Why does mdadm write unusably slow when mounted synchronously?
Quote by questioner:
But there is still Linux caching:
root@ubuntu:/mnt/raid6# dd if=/dev/zero of=delme bs=1M count=10 10+0 records in 10+0 records out 10485760 bytes (10 MB) copied, 0.00566339 s, 1.9 GB/s
To disable Linux caching, we can mount the filesystem synchronously:
mount -o remount,sync /mnt/raid6
That's not quite right... sync doesn't simply disable caching like you want in a benchmark. It makes every write result in a "sync" command, which means flushing cache all the way to the disk.
Here is a server over here, to explain better:
$ dd if=/dev/zero of=testfile bs=1M count=500
500+0 records in
500+0 records out
524288000 bytes (524 MB) copied, 0.183744 s, 2.9 GB/s
$ dd if=/dev/zero of=testfile bs=1M count=500 conv=fdatasync
500+0 records in
500+0 records out
524288000 bytes (524 MB) copied, 5.22062 s, 100 MB/s
conv=fdatasync simply means flush after the write, and tell you the time including that flush. Alternatively, you can do:
$ time ( dd if=/dev/zero of=testfile bs=1M count=500 ; sync )
500+0 records in
500+0 records out
524288000 bytes (524 MB) copied, 0.202687 s, 2.6 GB/s
real 0m2.950s
user 0m0.007s
sys 0m0.339s
And then calculate MB/s from the 2.95s real time rather than the above 0.2s. But that is uglier, and more work, since the stats printed by dd are not including the sync.
If you used "sync" you would flush every write... maybe that means every block, which would run very slow. "sync" should only be used on very strict systems, eg. databases where the loss of one single transaction due to a disk failure is unacceptable (eg. if I transfer a billion bucks from my bank account to yours, and the system crashes, and suddenly you have the money but so do I).
Here is another explanation with additional options, one I read about long ago. http://romanrm.ru/en/dd-benchmark
And one more note: Your benchmark you are doing this way is totally valid in my opinion, although not valid in many others' opinions. But it is not a real-life test. It is a single threaded sequential write. If your real life use case is like that, eg. sending some big files over the network, then it may be a good benchmark. If your use case is different, eg. an ftp server with 500 people uploading small files at the same time, then it is not very good.
And also, you should use a randomly generated file on RAM for best results. It should be random data because some file systems are too smart when you feed them zeros. eg. on Linux using the ram file system tmpfs which is mounted on /dev/. And it should be a RAM fs instead of using /dev/urandom directly because /dev/random is really slow, and /dev/urandom is faster (eg. 75MB/s) but still slower than hdd.
dd if=/dev/urandom of=/dev/shm/randfile bs=1M count=500
dd if=/dev/shm/randfile bs=1M count=500 conv=fdatasync
Performance is dramatically worse because synchronous writing forces parity computation to hammer the disks.

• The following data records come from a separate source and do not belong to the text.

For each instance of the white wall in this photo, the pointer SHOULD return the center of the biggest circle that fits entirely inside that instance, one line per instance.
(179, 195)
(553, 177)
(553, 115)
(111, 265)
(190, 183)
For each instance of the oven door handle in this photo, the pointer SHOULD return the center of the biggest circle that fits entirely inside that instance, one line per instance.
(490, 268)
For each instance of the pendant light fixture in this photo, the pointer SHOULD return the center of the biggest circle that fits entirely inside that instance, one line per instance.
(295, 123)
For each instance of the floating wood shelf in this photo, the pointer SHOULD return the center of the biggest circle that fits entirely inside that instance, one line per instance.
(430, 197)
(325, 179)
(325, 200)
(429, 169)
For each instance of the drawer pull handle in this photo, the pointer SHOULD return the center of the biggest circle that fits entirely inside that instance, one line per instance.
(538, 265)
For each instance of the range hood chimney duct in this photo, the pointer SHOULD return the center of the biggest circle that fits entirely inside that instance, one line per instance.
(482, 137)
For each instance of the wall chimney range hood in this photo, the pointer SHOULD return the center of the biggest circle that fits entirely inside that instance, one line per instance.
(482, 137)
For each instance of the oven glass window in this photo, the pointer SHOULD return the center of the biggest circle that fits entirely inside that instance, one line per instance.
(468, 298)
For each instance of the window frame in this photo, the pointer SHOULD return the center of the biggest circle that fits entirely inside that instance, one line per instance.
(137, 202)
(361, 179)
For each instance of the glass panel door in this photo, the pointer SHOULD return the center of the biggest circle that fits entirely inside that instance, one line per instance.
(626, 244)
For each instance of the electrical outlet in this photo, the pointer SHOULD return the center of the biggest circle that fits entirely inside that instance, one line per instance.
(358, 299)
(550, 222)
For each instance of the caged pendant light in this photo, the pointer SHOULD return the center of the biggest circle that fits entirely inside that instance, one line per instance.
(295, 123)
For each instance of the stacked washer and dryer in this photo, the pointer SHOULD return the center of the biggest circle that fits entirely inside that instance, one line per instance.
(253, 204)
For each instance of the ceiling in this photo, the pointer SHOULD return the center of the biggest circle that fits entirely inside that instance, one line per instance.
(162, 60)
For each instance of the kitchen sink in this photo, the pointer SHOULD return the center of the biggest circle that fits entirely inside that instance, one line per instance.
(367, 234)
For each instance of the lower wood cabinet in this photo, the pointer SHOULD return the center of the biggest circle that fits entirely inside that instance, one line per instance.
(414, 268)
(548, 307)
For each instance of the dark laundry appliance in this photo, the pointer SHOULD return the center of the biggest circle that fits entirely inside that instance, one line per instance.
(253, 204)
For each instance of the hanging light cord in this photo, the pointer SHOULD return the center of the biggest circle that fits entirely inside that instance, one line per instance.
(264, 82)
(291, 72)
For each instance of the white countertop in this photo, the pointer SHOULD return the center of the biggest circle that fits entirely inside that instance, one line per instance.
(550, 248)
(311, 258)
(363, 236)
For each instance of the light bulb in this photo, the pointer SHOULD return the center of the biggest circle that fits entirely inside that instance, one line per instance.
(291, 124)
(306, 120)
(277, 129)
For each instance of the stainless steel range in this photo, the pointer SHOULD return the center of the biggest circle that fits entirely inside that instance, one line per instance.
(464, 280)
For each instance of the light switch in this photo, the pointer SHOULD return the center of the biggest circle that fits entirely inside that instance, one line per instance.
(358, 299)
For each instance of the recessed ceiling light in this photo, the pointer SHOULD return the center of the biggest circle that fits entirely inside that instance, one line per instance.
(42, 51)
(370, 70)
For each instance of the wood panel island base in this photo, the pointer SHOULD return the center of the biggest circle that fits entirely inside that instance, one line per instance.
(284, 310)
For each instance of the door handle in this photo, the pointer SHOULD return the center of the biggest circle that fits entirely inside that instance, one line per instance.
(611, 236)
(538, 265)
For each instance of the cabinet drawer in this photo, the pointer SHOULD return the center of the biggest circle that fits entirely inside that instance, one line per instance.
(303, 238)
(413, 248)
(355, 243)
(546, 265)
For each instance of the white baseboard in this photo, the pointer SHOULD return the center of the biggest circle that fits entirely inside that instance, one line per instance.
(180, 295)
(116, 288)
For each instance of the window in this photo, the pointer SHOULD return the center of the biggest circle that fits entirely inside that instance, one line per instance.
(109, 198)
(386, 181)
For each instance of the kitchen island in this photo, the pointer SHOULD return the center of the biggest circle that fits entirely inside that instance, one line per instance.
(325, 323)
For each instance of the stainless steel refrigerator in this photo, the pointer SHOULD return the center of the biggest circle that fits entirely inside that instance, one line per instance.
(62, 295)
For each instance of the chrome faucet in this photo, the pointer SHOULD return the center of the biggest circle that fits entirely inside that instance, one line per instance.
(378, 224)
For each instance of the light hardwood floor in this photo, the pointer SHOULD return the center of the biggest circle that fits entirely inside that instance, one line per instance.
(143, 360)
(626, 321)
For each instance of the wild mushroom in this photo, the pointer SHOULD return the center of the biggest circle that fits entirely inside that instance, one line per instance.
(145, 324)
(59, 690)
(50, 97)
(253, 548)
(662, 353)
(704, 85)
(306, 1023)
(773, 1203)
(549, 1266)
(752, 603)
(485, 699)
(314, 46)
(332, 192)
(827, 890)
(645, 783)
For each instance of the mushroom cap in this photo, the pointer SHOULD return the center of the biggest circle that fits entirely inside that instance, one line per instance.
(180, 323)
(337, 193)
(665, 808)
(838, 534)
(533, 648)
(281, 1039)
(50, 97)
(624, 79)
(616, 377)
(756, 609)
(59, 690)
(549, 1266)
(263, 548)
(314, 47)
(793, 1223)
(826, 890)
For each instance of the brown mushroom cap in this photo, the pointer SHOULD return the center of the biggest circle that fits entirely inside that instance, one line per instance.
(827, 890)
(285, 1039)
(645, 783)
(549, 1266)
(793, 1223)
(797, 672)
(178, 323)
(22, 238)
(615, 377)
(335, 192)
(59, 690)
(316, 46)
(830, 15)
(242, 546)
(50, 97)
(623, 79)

In general, computing and writing parity is a relatively slow process, especially with RAID 6--in your case, not only does md have to fragment the data into four chunks, it then computes two chunks of parity for each stripe. In order to improve performance, RAID implementations (including md) will cache recently-used stripes in memory in order to compare the data to be written with the existing data and quickly recompute parity on write. If new data is written to a cached stripe, it can compare, fragment, and recompute parity without ever touching the disk, then flush it later. You've created a situation where md always misses the cache, in which case it has to read the stripe from disk, compare the data, fragment the new data, recompute parity, then flush the new stripe directly to disk. What would require zero reads and writes from/to disk on a cache hit becomes six reads and six writes for every stripe written.
Granted, the difference in performance you've observed is enormous (1.9GB/s versus 449KB/s), but I think it's all accounted for in how much work md is doing to maintain the integrity of the data.
This performance hit may be compounded by how you have the disks arranged... if you have them all on one controller, that much extra reading and writing will bring performance to a standstill.